We are looking for a skilled Data Architect/Engineer with strong expertise in AWS and data lake solutions. If you’re passionate about building scalable data platforms, this role is for you. Your responsibilities will include:
Architect & Design: Build scalable and efficient data solutions using AWS services like Glue, Redshift, S3, Kinesis (Apache Kafka), DynamoDB, Lambda, Glue Streaming ETL, and EMR.
Real-Time Data Integration: Integrate real-time data from multiple Siemens orgs into our central data lake.
Data Lake Management: Design and manage large-scale data lakes using S3, Glue, and Lake Formation.
Data Transformation: Apply transformations to ensure high-quality, analysis-ready data.

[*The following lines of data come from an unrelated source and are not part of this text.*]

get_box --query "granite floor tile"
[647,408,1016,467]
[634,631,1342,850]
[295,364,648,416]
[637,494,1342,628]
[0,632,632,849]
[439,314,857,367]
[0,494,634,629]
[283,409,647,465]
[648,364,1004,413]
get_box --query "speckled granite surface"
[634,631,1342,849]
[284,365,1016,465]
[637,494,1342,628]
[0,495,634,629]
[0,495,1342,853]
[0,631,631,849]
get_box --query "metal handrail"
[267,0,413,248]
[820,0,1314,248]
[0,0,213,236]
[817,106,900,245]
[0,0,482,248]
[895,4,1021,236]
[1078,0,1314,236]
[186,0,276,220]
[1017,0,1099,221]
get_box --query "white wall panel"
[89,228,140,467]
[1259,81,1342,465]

Snowflake Integration: Build and manage pipelines for Snowflake, using Iceberg tables for best performance and flexibility.
Performance Tuning: Optimize pipelines for speed, scalability, and cost-effectiveness.
Security & Compliance: Ensure all data solutions meet security standards and compliance guidelines.
Team Collaboration: Work closely with data engineers, scientists, and app developers to deliver full-stack data solutions.
Monitoring & Troubleshooting: Set up monitoring tools and quickly resolve pipeline issues when needed.
You’d describe yourself as:
Experience: 3+ years of experience in data engineering or cloud solutioning, with a focus on AWS services.
Technical Skills: Proficiency in AWS services such as AWS API, AWS Glue, Amazon Redshift, S3, Apache Kafka and Lake Formation. Experience with real-time data processing and streaming architectures.
Big Data Querying Tools: Solid understanding of big data querying tools (e.g., Hive, PySpark).
Programming: Strong programming skills in languages such as Python, Java, or Scala for building and maintaining scalable systems.
Problem-Solving: Excellent problem-solving skills and the ability to troubleshoot complex issues.
Communication: Strong communication skills, with the ability to work effectively with both technical and non-technical stakeholders.